In truth, the “abnormal” treatment of Hunter was giving him advance notice of attempts to interview him and to search of Biden property. It was allowing the statute of limitations to run despite having an agreement on the table to keep potential felonies alive. It was trying to secure a plea agreement that even the prosecutor admitted in court was like nothing he had ever seen in his career.
The court even makes reference to Schrödinger’s cat, a paradox suggested by physicist Erwin Schrödinger in 1935 that a cat in a thought experiment could be viewed simultaneously as both alive and dead:
“The Court understands that its decision rests on an interpretation of the agreement neither party advocated—that the Diversion Agreement is a binding contract but performance of its terms is not yet required. The Court, therefore, invites the parties to stipulate to further pretrial motion practice to the extent there are additional disputes that arise from the Court’s Schrödinger’s cat-esque construction of Defendant’s immunity under the Diversion Agreement.”

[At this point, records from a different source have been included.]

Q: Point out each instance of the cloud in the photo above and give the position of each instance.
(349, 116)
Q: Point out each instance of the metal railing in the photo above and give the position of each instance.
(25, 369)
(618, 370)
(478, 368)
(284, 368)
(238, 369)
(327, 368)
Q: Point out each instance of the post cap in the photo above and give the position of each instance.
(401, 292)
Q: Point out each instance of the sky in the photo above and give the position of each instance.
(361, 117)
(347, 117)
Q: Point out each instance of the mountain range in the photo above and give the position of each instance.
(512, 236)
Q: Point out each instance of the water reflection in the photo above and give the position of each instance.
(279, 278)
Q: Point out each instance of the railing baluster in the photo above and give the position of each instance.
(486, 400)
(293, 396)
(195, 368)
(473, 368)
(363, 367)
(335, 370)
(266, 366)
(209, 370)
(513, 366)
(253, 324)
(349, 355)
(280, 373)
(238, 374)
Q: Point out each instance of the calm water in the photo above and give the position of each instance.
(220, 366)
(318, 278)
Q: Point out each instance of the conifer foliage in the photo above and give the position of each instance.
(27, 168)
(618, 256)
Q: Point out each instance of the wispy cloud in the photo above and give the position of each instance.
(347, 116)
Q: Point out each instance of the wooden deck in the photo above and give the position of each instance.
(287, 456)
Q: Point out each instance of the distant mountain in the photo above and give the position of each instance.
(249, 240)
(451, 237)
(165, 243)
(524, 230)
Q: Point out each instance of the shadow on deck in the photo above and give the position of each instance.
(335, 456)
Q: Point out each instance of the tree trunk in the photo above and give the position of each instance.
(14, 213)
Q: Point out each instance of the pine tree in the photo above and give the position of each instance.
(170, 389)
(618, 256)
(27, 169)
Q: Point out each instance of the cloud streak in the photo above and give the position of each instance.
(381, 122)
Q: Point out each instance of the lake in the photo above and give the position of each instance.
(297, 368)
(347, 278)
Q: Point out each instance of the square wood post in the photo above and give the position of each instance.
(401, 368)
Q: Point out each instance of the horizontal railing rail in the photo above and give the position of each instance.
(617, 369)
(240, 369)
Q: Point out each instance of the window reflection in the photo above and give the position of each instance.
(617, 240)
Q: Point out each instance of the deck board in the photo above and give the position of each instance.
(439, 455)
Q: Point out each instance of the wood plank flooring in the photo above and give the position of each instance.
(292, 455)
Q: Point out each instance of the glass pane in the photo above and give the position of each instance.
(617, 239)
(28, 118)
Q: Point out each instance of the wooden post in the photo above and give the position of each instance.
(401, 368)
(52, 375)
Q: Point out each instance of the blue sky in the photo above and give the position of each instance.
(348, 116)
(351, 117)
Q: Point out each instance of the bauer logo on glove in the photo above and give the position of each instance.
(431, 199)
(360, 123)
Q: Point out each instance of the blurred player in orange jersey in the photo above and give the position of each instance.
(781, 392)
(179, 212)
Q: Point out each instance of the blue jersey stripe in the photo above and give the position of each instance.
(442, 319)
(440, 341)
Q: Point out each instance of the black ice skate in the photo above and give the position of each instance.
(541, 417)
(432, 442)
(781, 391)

The court also rejected the repeated unsuccessful claim by Hunter that the plea agreement is enforceable. The court found that the agreement fell apart before preconditions were met. It is null and void.
“Having found that the Diversion Agreement is a contract that binds the parties but that the parties made the Probation Officer’s signature a condition precedent to its performance, the Court turns to Defendant’s theory of immunity: that the United States’ obligation to refrain from prosecuting Defendant under section II(15) of the Diversion Agreement is currently in force. It is not. The immunity provision is not one exempted from the term of the contract under the survival clause.”
Scarsi has scheduled a status conference for May 29.